Having opened only two years ago, CSOM enrolls five times as many black students and two times as many Hispanic students than the national average, according to a report from the school. Black students also represent 35 percent of the student body, a stark contrast from the 7.3 percent national average, according to the JAMA study.
Since 2016, CSOM has attracted students across different socioeconomic, cultural, and national backgrounds: Over 80 percent of those enrolled are immigrants or children of immigrants. In addition, the school leads medical colleges nationwide for female enrollment, as 63 percent of students are women.
According to the school, the success in diversity enrollment at CSOM is in large part due to affordability. Tuition and fees for resident full-time students is $20,200 per semester.
Prospective students also have one less obstacle from getting their medical degree: CSOM does not require student to complete the MCAT, a standardized exam for medical students. Instead, the school focuses on students’ academic achievements, volunteer and leadership experience, and initiative to pursue a medical degree.

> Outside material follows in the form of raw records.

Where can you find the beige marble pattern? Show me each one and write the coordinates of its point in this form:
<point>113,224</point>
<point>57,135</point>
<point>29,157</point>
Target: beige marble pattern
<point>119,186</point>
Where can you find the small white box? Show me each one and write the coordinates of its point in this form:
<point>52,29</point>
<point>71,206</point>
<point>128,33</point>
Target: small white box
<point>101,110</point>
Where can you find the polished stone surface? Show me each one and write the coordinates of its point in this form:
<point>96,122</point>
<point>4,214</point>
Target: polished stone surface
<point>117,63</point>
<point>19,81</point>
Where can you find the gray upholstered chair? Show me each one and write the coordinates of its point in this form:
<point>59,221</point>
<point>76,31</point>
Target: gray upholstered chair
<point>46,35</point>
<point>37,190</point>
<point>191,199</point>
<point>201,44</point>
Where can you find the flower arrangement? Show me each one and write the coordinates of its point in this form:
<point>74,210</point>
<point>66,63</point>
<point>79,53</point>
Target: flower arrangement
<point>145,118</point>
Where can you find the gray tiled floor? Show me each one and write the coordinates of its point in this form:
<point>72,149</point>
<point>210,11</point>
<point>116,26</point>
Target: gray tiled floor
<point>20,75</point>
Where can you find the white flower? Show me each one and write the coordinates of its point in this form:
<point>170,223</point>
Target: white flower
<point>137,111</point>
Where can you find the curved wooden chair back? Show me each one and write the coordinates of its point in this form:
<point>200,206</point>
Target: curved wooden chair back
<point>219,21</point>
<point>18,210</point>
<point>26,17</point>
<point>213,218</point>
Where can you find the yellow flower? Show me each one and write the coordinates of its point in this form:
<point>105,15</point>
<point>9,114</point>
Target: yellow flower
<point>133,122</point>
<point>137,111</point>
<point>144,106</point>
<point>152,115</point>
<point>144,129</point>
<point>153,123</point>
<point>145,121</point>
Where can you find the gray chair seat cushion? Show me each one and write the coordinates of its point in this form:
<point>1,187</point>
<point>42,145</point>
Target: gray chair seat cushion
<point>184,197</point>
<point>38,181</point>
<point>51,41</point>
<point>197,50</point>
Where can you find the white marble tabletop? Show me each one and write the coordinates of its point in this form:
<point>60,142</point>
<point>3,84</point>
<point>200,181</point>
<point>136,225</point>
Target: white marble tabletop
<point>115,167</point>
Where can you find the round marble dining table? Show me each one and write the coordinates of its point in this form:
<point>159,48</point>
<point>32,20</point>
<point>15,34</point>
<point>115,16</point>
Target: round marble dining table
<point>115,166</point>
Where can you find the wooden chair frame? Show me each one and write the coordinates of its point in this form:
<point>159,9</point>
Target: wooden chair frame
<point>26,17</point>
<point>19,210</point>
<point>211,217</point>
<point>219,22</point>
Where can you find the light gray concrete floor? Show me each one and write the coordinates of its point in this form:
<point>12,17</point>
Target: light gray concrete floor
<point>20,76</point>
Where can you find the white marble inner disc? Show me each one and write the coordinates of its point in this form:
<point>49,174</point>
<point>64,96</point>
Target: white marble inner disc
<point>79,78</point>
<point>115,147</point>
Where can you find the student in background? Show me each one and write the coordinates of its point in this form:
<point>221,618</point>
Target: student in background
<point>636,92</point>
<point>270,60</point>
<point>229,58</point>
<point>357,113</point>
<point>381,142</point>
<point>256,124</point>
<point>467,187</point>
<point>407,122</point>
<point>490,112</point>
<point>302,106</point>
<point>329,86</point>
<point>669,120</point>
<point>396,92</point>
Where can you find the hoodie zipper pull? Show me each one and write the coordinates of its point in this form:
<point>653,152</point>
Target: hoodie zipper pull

The school’s expansive program is also a reflection of the City University of New York’s mission to increase and improve quality healthcare for underserved communities. During the seven-year medical program, CSOM students practice serving underprivileged community through clinical rotations at partnering hospitals in New York City. Students are trained to combat health disparities in urban communities and to use their unique cultural backgrounds to connect to patients.
CSOM will graduate its first class of medical students in 2020.